Um dos maiores e mais importantes empreendimentos de energia do planeta, a Usina Hidrelétrica de Itaipu, operada em regime Binacional na fronteira entre Brasil e Paraguai desde 1980, ou seja, os dois países tem direito a energia produzida. Sendo uma das hidrelétricas que mais geram energia no mundo todo.
De acordo com informações divulgadas pela própria empresa, cerca de 10% da energia de posse do Paraguai é vendida ao Brasil, enquanto mais de 80% corresponde ao que é consumido no Paraguai.

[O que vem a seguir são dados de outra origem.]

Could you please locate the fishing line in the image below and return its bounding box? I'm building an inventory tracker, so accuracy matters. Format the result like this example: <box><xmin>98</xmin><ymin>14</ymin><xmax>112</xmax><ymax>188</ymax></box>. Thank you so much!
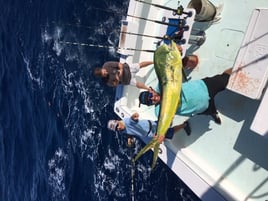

Apesar dessa parceria que já dura há muitos anos, os Estados Unidos pode surgir para atrapalhar os planos e estremecer essa relação.
Em maio de 2025 surgiu a informação de que os EUA poderiam “tomar o lugar” do Brasil na parceria com o Paraguai pela energia produzida na usina de Itaipu. Marco Rubio, secretário de Estado norte-americano, foi quem confirmou isso durante entrevista na época.
“Precisamos estar na mesa para falar sobre nossa parceria com países que têm esta energia, por exemplo, o Paraguai, que tem uma hidrelétrica e estava em um longo acordo com o Brasil, e este acordo agora expirou. Eles estão tentando descobrir o que fazer com esta energia”, disse.
Essa situação, no entanto, é difícil de ser concretizada, ainda que existam chances de acontecer. Isso por que o Brasil segue em negociações desde o mês de dezembro sobre a revisão do Anexo C do Tratado de Itaipu, com base no Entendimento Bilateral.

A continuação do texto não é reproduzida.